Considering the above, techniques to shift such a conventional two-dimensional (planar) structure to a three-dimensional (solid) structure have been developed in recent years for higher memory cell integration, and various kinds of three-dimensional nonvolatile semiconductor storage devices have been proposed. One of them is a vertical gate (VG) semiconductor memory structure which has a layout substantially similar to a two-dimensional NAND layout including peripheral devices and the like, and contacts corresponding to the semiconductor layers and gate contacts can be formed therein at the same time.
The VG semiconductor memory structure can be classified broadly into two types by its memory cell structure.
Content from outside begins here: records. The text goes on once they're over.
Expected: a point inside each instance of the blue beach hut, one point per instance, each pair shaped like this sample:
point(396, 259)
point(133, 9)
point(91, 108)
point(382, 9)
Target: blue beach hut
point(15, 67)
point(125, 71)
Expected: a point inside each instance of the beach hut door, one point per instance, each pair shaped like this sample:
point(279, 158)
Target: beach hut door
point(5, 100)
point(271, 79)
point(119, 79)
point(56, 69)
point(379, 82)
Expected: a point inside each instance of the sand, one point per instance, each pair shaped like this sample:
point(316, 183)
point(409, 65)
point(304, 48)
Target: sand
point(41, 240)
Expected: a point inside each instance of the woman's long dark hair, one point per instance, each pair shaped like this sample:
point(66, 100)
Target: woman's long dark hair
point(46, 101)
One is a vertical gate-floating gate (VG-FG) type in which charge storage layers are electrically floating, and the other is a vertical gate-metal/oxide/nitride/oxide/silicon (VG-MONOS) type in which charge storage layers trap the charge.
Both types feature a gate stacked layer structure (memory cell) in which a tunnel insulating layer, a charge storage layer, a block insulating layer (IPD layer), and a control gate electrode are stacked in this order on a side surface of a semiconductor layer (channel) on a semiconductor substrate.
In such a VG semiconductor memory structure, writing and erasing of data are performed by a charge transfer between the semiconductor layer as a channel and the floating gate electrode. However, when write/erase operations are repeated, the tunnel insulating layer is damaged (defective), and charge is trapped in the damaged part. The charge trapped inside the tunnel insulating layer varies threshold voltage in the memory cell in a read process. Furthermore, when the charge is detrapped, channel current is varied thereby. These phenomena cause a read error.